Now I'm going to add the "levels" and "bins" I want to sort these ages into. Let's make categories for Infants, Children, Adults, etc, and the cutoff age for those categories, like so:
Now for my Frequency column, I want Excel to count up all the ages that fall into those categories (or Bins). I do this by using =FREQUENCY(). Here's what's involved in that formula:
So I've got FREQUENCY(data_array,bins_array). My data_array is the entire age column, from A2:A25943. My bins_array is the Bin column, from C2:C7.
To apply this to the Frequency column, I'm going to select row 2 to 7 in my Frequency column:
Then I'm going to type in =FREQUENCY(A2:A724000,C2:C7), and holding down COMMAND, hit Return.
If your numbers don't match or are too large, try again and make sure to hold down Command.
Now to make sure these all add up, select all the values in the Frequency column. Look to the very bottom of your Excel file, and you should see the SUM automaticall show up. Make sure this is the same as the number of records we started with, 25,943.
Now let's chart this! Select the "Level" column, and, holding down Command, select the Frequency column.
Go to Insert > Chart, select the Clustered Column chart, and... you should end up with this!
So, what age group gets injured the most? How is that affected if you change the Bin groupings (say, make "Child" end at 7 instead of 12).
We're going to do one final calculation, to see how injuries changed from 2012 to 2013. According to NEISS, the national injury estimate in 2012 was 14,614,128, while in 2013 it was 14,033,745. So we know the number of injuries went slightly down, but by how much? That's what we'll find out.

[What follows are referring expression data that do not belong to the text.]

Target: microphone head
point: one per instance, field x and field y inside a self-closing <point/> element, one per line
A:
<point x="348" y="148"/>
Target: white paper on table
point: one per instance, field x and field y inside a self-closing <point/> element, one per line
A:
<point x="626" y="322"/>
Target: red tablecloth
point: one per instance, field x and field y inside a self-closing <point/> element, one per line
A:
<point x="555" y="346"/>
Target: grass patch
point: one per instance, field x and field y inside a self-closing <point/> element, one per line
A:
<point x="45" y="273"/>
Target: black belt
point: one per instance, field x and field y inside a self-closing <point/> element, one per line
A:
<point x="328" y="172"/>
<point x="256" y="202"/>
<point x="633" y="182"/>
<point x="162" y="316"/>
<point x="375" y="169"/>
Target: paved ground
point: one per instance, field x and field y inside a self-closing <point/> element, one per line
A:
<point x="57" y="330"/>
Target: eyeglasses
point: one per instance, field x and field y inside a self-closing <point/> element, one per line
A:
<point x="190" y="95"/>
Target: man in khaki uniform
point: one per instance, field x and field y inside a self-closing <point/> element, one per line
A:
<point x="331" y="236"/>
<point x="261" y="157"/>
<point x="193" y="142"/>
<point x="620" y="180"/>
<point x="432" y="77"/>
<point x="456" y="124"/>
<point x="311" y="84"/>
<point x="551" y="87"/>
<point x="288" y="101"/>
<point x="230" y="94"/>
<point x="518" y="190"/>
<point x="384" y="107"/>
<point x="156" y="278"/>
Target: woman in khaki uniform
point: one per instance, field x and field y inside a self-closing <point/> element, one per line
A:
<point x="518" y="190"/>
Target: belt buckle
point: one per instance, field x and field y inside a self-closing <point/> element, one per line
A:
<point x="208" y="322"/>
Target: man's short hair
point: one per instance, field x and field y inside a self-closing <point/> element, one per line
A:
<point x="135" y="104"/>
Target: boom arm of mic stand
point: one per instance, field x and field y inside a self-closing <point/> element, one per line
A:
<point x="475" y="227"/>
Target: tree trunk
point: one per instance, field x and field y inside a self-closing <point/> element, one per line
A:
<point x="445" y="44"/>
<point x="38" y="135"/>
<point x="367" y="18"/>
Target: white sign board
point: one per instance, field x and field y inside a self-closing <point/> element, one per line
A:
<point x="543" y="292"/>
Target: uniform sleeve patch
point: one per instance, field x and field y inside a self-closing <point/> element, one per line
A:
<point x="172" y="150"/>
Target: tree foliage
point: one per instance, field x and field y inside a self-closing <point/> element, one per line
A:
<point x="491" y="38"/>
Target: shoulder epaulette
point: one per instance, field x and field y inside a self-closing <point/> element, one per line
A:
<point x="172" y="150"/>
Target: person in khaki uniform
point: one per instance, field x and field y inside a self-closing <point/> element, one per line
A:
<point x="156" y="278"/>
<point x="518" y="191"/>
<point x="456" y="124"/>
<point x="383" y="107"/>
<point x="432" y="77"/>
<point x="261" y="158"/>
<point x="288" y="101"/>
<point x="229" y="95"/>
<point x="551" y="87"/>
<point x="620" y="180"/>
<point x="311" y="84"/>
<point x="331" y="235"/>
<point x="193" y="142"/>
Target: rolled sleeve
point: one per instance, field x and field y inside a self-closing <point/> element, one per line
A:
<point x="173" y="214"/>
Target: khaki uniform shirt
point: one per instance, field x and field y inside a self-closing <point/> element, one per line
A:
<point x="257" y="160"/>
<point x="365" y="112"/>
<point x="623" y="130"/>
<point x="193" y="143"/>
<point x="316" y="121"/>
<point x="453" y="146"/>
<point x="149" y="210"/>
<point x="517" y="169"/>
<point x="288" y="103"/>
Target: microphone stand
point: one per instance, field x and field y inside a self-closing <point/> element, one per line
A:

Let's make a new sheet and put in these numbers.
To calculate the percent change, we're going to use this very simple formula:
NEW minus OLD over OLD
Here it is another way:
(NEW - OLD)/OLD
Let's try it! Here are our values:
You should get a very small negative number. Now keep in mind that to get percentage, we have to multiply by 100 or just change our column into a percentage. Let's change our column.
And you should get -3.97%.
That's all there is to percent change. What other aspects of this data could you calculate percent change for?